HX results for hemoglobin (Hb) illustrating the progression of HX technology. (a) Whole Hb initially labeled to exchange equilibrium in tritiated water, then exchanged-out in oxy (red) and deoxy (blue) forms, measured by the early tritiumgel-filtration method [36]. Some allosterically sensitive sites are faster in oxyHb. When O₂ is added to exchanging deoxy Hb, the sensitive sites are made faster and the separate curves merge. (b) Functional labeling results for whole Hb with exchange-in for only 1 min (pH 7.4, 0 °C [37]). The functional labeling method selectively labels some allosterically sensitive sites, making it possible to characterize their number and HX rates in both forms, and therefore the allosteric free-energy that they carry. (c) and (d) HX of functionally labeled Hb (35 min, 0 °C exchange-in) measured by the proteolytic fragmentation method with peptide separation by HPLC alone [38]. Two sets of allosterically sensitive amides are located at the segment level. They exchange by way of a local unfolding mechanism. (e) and (f) The integration of these approaches with mass spectrometric analysis which more closely defines some allosterically sensitive positions. (e) and (f) include MS data obtained with the same exchange-in as for the tritium experiments (open triangles), and more intensively (20 min, 20 °C, closed triangles) [35].

Figure 4

H-D exchange/MS experiment. Amyloid (α-synuclein) HX labeled by timed exposure to D₂O was dissociated with chemical denaturant at the condition of minimum HX rate (Figure 1), then passed through two immobilized acid protease columns, the proteolytic peptides were roughly resolved by HPLC, and then by on line ESI MS. (a) TIC trace of the HPLC eluant. (b) HPLC eluant was continually scanned by ESI MS, as shown for the eluant region marked in (a) MS results for the peptide ion marked in (b) are shown expanded for the protonated (c) and the partially deuterated (d) condition. Subtraction of the centroid mass of the unlabelled all-H peptide from the D-labeled peptide yields the number of D-labeled sites recovered on each peptide.

Figure 5

H-D exchange/MS results for allosteric structure change in hemoglobin obtained as in Figure 4. Some allosterically sensitive amide sites were initially selectively labeled by the functional labeling method. Exchange-out results are compared for R-state oxy (red) and T-state deoxy (blue) Hb (obtained by subtracting the background from the raw data, both shown in gray; experimental details in [35]).
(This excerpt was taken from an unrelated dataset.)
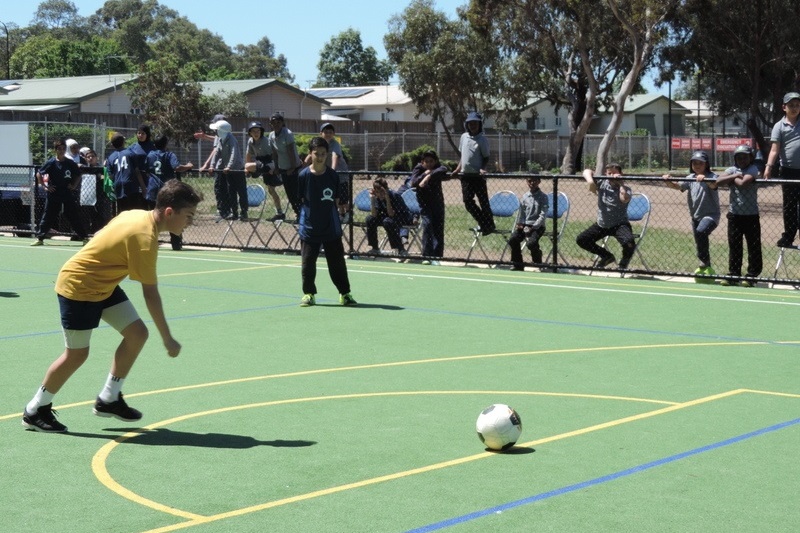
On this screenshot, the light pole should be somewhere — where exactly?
[0,22,11,80]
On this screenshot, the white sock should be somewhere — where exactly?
[98,373,125,403]
[25,385,55,414]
HX was measured by the proteolytic fragmentation-separation method with analysis by MS. The peptides indicated span the entire length of the α- and the β-chains. The results show where changes occur and where they do not, and evaluate the number of amide sites affected within each sensitive segment. Several of the measured changes strongly suggest multi-residue segmental unfolding reactions (local unfolding) in which case the change in structural free-energy deposited at each allosterically sensitive position can be read out in terms of the change in HX rate between the two different allosteric forms (eq 3).

Figure 6

H-D exchange/MS results for α-synuclein obtained as in Figure 4. Results for the soluble α-synuclein monomer (green) compare well with expected unprotected rates (dashed black curves). Results for the insoluble amyloid, shown in red, identify the well-protected chain segment that participates in the amyloid cross-β region and show the degree of protection in other regions.